This repository contains a collection of Jupyter Notebooks designed to demonstrate data generation, validation, and MongoDB-based operations for a healthcare system. The main goal is to generate patient and appointment data while handling complex MongoDB schema transformations and relationships.
Ensure that you have the following installed:
- Python 3.x
- Conda package manager (or
miniconda
,anaconda
) - MongoDB Atlas account or local MongoDB setup.
The connection to MongoDB requires a URI string that is provided via an environment variable. You should set your MongoDB connection string in your environment:
export MONGO_URI='your-mongo-uri'
Alternatively, for ease of use in Jupyter Notebooks, you can set the variable directly within the notebooks.
- Create a new conda environment:
conda create –name healthcare_env python=3.11
- Activate the environment:
conda activate healthcare_env
- Install required packages:
pip install pymongo Faker jupyter
- Launch Jupyter Notebook:
jupyter notebook
File: S1 - data-generation-patients.ipynb
This notebook generates random patient data using the Faker
library and inserts it into MongoDB. It demonstrates how to generate fields such as patient name, address, contact details, and emergency contact. The main MongoDB collection for storing this data is patients
.
- Features:
- Use of
Faker
to generate realistic patient data. - Randomized timestamps for record creation and updates.
File: S2 - insert-validate-error.ipynb
This notebook demonstrates MongoDB insert validation, showcasing how to manage and handle validation errors when attempting to insert data that doesn’t meet the required schema or constraints. An example is provided where incorrect province data leads to an error.
- Features:
- Error handling for incorrect schema values.
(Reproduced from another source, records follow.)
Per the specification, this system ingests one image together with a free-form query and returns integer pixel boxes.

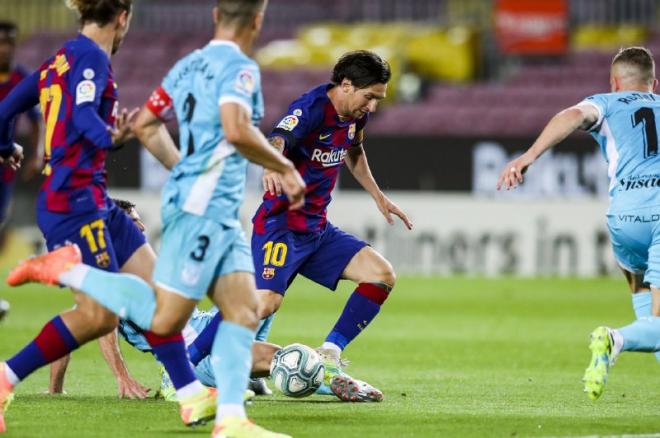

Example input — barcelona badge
[262,267,275,280]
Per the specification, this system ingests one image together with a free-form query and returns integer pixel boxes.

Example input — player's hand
[280,166,306,210]
[375,192,413,230]
[116,375,151,399]
[496,152,535,190]
[2,143,24,171]
[263,169,283,197]
[110,107,140,146]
- Validation of address data.
File: S3 - change-schema.ipynb
This notebook illustrates how to change an existing schema in MongoDB. Specifically, it migrates the address
field to a new addresses
array format, allowing patients to have multiple addresses.
- Features:
- Schema transformation: from a single
address
to multipleaddresses
. - Use of MongoDB
updateMany()
function to modify existing records.
File: S4 - generate-appointments.ipynb
This notebook generates appointments for patients in the system. It demonstrates creating various appointment types (e.g., consultation, follow-up) and includes additional details such as doctor information, services provided, and location using MongoDB’s document model capabilities.